Abstract

The present work examines the history of a group of New Christians who were imprisoned by the Portuguese Inquisition between 1730 and 1740 in the northeastern Brazilian Captaincy of Paraiba. Our purpose is to assess the importance of Jewish interventions to the maintenance or resurgence of Jewish practices and Jewish identity among Portuguese conversos. Our point of departure is a discussion of three specific periods in the history of the New Christians of the Brazilian northeast: First, a period during which an openly-professing and Jewish community existed legally in Pernambuco under Dutch rule (1630–1654); second, the post-Dutch period, when a crypto-Jew who was not related to the group and harbored a stronger faith than its members, revived crypto-Jewish practices and instilled a crypto-Jewish identity among them. Third, we examine a much more recent period, beginning in the 1970s, in which historiography itself has played a central role in causing the local resurgence of crypto-Judaic practice and identity.
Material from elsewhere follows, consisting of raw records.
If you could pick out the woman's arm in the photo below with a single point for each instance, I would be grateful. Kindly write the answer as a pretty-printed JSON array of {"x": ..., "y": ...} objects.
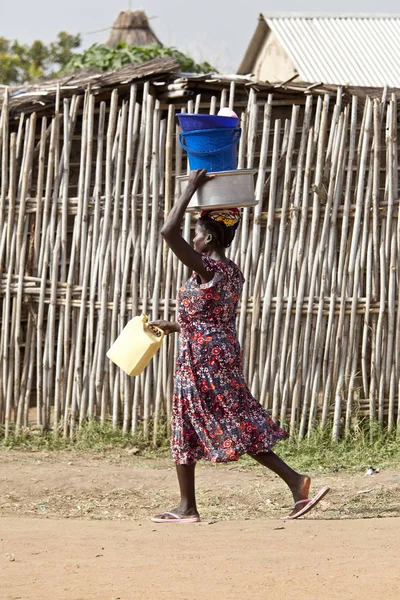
[
  {"x": 167, "y": 326},
  {"x": 171, "y": 230}
]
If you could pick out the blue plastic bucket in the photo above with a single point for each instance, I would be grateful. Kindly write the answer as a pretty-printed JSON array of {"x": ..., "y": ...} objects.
[
  {"x": 198, "y": 121},
  {"x": 211, "y": 149}
]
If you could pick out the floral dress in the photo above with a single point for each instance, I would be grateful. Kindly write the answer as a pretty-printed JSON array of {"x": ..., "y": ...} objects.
[{"x": 214, "y": 415}]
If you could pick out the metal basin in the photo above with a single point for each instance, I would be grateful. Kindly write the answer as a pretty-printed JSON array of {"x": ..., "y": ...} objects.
[{"x": 226, "y": 189}]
We attempt to demonstrate that, contrary to the claims of traditional historiography on conversos, the Judaic practices and beliefs of the descendants of the Iberian Jews who converted to Christianity during the fifteenth century did not survive or reappear as a consequence of an uninterrupted cultural transmission of Jewish precepts; rather, these beliefs and practices survived because of external influences that the New Christians experienced in the course of their history.